Grace Wermenbol specializes in the contemporary geopolitics of the broad Middle East and North Africa (MENA) region. She previously served as a lecturer on the Israeli-Palestinian conflict at the University of Oxford and held a research position at Oxford’s Department of Politics and International Relations, where she examined Egyptian foreign policy under President Anwar el-Sadat. Wermenbol has contributed to – and provided commentary for – several international outlets, including the BBC, Al Bawaba, Haaretz, and The Jerusalem Post.

Wermenbol received her PhD and master’s from the University of Oxford, St Antony’s College, where she was based at the Oriental Institute and Middle East Centre. Drawing on extensive fieldwork in Israel and the Occupied Palestinian Territories and interviews with senior government officials, her PhD thesis examined the perpetuation of conflict narratives in the post-Oslo era. Her thesis is currently being converted into a book with Cambridge University Press.

In her work, Wermenbol is particularly interested in transformations in regional alliances, multilateral reconciliation efforts by (non-)state actors, Gulf Arab states' political and economic ties with the Levant, and U.S. foreign policy towards the Middle East. Her academic engagements center on identity politics in interminable conflicts, including the political usage of textbooks and mass media, post-conflict state building, and regional and non-regional actors’ involvement in conflict resolution initiatives.

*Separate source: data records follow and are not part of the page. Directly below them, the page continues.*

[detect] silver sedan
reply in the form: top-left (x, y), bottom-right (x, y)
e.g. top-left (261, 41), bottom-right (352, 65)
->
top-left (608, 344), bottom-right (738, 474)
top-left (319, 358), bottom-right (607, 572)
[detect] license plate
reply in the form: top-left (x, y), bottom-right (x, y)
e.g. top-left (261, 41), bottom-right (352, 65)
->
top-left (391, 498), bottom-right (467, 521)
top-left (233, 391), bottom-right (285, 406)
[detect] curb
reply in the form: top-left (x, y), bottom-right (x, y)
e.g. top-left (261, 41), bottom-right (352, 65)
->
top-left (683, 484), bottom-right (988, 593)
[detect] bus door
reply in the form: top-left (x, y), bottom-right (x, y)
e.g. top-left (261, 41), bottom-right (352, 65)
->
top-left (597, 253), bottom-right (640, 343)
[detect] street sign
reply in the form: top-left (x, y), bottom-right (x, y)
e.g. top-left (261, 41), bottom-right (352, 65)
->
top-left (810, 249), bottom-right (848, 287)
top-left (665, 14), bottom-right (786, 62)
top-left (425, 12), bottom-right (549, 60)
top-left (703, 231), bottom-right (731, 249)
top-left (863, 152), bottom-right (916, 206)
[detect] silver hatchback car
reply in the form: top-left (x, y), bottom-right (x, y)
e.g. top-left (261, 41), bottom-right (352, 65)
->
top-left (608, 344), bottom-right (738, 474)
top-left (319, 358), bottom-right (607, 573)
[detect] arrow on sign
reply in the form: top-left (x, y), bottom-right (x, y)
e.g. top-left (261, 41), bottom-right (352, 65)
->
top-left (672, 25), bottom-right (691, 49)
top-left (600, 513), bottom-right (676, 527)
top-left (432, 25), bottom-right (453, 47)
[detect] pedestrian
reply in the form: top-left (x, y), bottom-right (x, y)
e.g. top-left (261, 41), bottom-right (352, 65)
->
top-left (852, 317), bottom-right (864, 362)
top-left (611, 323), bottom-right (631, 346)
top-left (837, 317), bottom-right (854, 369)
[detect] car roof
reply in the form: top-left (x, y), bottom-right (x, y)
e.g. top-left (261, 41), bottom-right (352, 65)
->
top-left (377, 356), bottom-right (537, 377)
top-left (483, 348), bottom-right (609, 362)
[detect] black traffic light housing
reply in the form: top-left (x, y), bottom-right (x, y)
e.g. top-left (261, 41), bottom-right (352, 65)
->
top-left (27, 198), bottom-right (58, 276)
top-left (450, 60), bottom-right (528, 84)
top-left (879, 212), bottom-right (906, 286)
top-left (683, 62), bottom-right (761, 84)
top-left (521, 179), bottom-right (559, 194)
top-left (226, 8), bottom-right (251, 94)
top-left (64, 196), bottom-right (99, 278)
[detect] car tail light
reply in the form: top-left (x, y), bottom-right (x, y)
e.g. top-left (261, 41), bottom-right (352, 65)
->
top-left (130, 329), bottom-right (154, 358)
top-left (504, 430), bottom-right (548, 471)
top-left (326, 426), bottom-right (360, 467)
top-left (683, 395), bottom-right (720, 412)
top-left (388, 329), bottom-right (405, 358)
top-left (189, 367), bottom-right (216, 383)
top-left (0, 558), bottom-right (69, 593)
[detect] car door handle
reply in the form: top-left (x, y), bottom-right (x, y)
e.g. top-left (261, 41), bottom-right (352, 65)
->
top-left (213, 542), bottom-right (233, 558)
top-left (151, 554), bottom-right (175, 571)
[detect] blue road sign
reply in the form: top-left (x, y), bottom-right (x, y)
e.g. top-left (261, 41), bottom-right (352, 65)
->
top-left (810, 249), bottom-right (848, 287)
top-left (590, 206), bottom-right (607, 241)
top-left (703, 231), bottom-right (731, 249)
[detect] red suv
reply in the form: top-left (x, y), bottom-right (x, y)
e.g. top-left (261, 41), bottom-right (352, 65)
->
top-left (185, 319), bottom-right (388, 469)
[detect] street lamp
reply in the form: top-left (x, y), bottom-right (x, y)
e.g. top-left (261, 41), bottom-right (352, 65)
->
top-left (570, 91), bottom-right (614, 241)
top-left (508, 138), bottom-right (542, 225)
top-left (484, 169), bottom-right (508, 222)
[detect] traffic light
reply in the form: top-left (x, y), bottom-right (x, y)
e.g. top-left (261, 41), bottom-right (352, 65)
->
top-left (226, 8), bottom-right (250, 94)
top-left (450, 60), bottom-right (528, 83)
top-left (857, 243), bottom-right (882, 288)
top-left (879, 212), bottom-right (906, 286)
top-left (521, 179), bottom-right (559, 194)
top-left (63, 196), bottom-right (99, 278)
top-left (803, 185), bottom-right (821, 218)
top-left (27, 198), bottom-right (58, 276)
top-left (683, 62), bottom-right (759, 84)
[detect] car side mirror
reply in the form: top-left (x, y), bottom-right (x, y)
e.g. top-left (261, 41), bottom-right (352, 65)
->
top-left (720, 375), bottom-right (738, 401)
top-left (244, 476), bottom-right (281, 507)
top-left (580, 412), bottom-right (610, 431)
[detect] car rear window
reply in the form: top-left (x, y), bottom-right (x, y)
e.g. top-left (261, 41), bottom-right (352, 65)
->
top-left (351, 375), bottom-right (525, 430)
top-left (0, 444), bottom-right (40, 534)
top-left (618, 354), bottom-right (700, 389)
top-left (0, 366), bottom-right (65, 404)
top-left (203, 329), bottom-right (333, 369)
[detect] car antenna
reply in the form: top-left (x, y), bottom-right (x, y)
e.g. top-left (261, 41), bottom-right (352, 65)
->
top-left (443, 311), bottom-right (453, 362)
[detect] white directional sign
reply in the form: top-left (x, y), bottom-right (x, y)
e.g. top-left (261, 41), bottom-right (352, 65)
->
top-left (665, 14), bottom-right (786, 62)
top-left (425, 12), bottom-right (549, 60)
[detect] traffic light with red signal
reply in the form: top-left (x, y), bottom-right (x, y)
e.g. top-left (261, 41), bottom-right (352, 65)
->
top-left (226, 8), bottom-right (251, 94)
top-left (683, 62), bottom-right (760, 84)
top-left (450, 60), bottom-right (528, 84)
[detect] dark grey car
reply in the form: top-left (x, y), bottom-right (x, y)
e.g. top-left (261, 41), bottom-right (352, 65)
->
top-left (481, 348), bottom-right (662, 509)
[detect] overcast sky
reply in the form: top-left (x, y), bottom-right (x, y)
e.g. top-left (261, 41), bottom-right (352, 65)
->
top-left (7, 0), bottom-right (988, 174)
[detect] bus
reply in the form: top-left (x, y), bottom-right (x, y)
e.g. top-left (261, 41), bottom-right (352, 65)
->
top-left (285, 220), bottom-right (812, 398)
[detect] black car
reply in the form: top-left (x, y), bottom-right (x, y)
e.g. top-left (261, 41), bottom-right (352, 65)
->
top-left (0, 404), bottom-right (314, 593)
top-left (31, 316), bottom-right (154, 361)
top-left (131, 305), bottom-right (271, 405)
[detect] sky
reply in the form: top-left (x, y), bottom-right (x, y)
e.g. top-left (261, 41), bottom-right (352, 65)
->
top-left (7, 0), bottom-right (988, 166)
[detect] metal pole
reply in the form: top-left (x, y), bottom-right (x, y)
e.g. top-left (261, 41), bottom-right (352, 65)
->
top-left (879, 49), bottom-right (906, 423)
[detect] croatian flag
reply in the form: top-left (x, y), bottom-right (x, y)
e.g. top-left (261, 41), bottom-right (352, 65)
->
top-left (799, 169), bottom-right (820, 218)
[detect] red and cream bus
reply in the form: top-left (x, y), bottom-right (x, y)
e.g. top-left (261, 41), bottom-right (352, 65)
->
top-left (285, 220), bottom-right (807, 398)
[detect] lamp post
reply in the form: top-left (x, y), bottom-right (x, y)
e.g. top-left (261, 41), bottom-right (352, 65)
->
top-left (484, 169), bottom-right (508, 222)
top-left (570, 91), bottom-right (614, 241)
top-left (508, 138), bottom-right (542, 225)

Wermenbol is the recipient of numerous academic grants and awards, including from the University of Oxford, the Council of British Research in the Levant, the University of Cambridge’s Woolf Institute, and the Dutch Prins Bernhard Foundation. Wermenbol possesses working knowledge of Arabic, Hebrew, and French. She has lived in Morocco, Turkey, and Jerusalem and traveled throughout the wider Middle East.